China opera primeira plataforma eólica flutuante de 16 MW para abastecer extração de petróleo e gás
A China iniciou a operação de uma plataforma eólica flutuante de 16 MW no Mar Meridional para abastecer a extração de petróleo e gás. A estrutura de 8 mil toneladas, desenvolvida pela CNOOC, transmitirá energia via cabos submarinos para operações industriais. A instalação deve gerar 54 milhões de kWh anualmente
:format(jpg)/f.elconfidencial.com%2Foriginal%2F978%2F1cb%2F3d9%2F9781cb3d9b305366e264e24ac719f357.jpg)

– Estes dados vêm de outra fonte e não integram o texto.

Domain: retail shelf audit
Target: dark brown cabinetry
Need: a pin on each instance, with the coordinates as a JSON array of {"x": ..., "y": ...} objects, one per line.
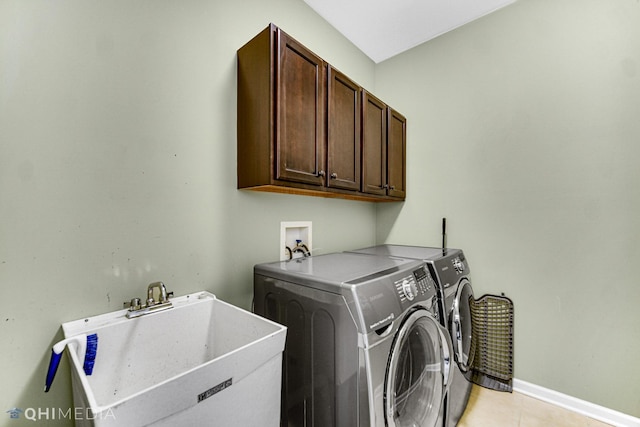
[{"x": 302, "y": 126}]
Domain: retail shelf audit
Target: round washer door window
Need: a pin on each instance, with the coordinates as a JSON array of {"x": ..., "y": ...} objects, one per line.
[{"x": 414, "y": 385}]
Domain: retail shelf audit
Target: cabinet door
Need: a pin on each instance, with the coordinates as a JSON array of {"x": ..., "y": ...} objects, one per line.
[
  {"x": 343, "y": 148},
  {"x": 396, "y": 153},
  {"x": 300, "y": 112},
  {"x": 374, "y": 145}
]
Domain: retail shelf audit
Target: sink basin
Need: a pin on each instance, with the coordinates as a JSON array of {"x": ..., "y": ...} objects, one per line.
[{"x": 199, "y": 361}]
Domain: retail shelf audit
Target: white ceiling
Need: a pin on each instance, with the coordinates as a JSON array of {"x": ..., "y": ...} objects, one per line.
[{"x": 384, "y": 28}]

A China iniciou a operação de uma plataforma eólica flutuante de 16 MW, projetada para abastecer um complexo de extração de petróleo e gás no Mar Meridional da China. Desenvolvida pela CNOOC, a estrutura partiu de Zhuhai, na província de Guangdong, com destino ao campo de Lufeng. Diferente de modelos convencionais, a energia gerada não será enviada para a rede terrestre, mas transmitida via cabos submarinos diretamente para as operações industriais em alto mar.
Com 307 metros de altura e 8 mil toneladas, a instalação é a primeira do mundo do tipo TLP (*tension-leg platform*) com essa capacidade individual de turbina. O sistema de amarração por cabos verticais fixados ao fundo do mar limita a oscilação da estrutura, permitindo a instalação de aerogeradores de alta potência em águas profundas ou agitadas, onde fundações fixas são inviáveis.
A expectativa é que a plataforma produza anualmente, em média, 54 milhões de kWh. Esse volume de geração deve economizar 15 mil metros cúbicos de óleo combustível e reduzir a emissão de 35 mil toneladas de CO2 por ano. O projeto visa integrar energia renovável em ambientes industriais complexos para diminuir a pegada de carbono de instalações de combustíveis fósseis.
A iniciativa serve como um banco de testes para futuras infraestruturas em alto mar e busca impulsionar a economia marinha na região da Grande Baía de Guangdong-Hong Kong-Macau. Para o governo chinês, o avanço técnico na comercialização de energia eólica flutuante de grande potência consolida a liderança do país em infraestruturas offshore, permitindo o aproveitamento de ventos em áreas mais distantes da costa.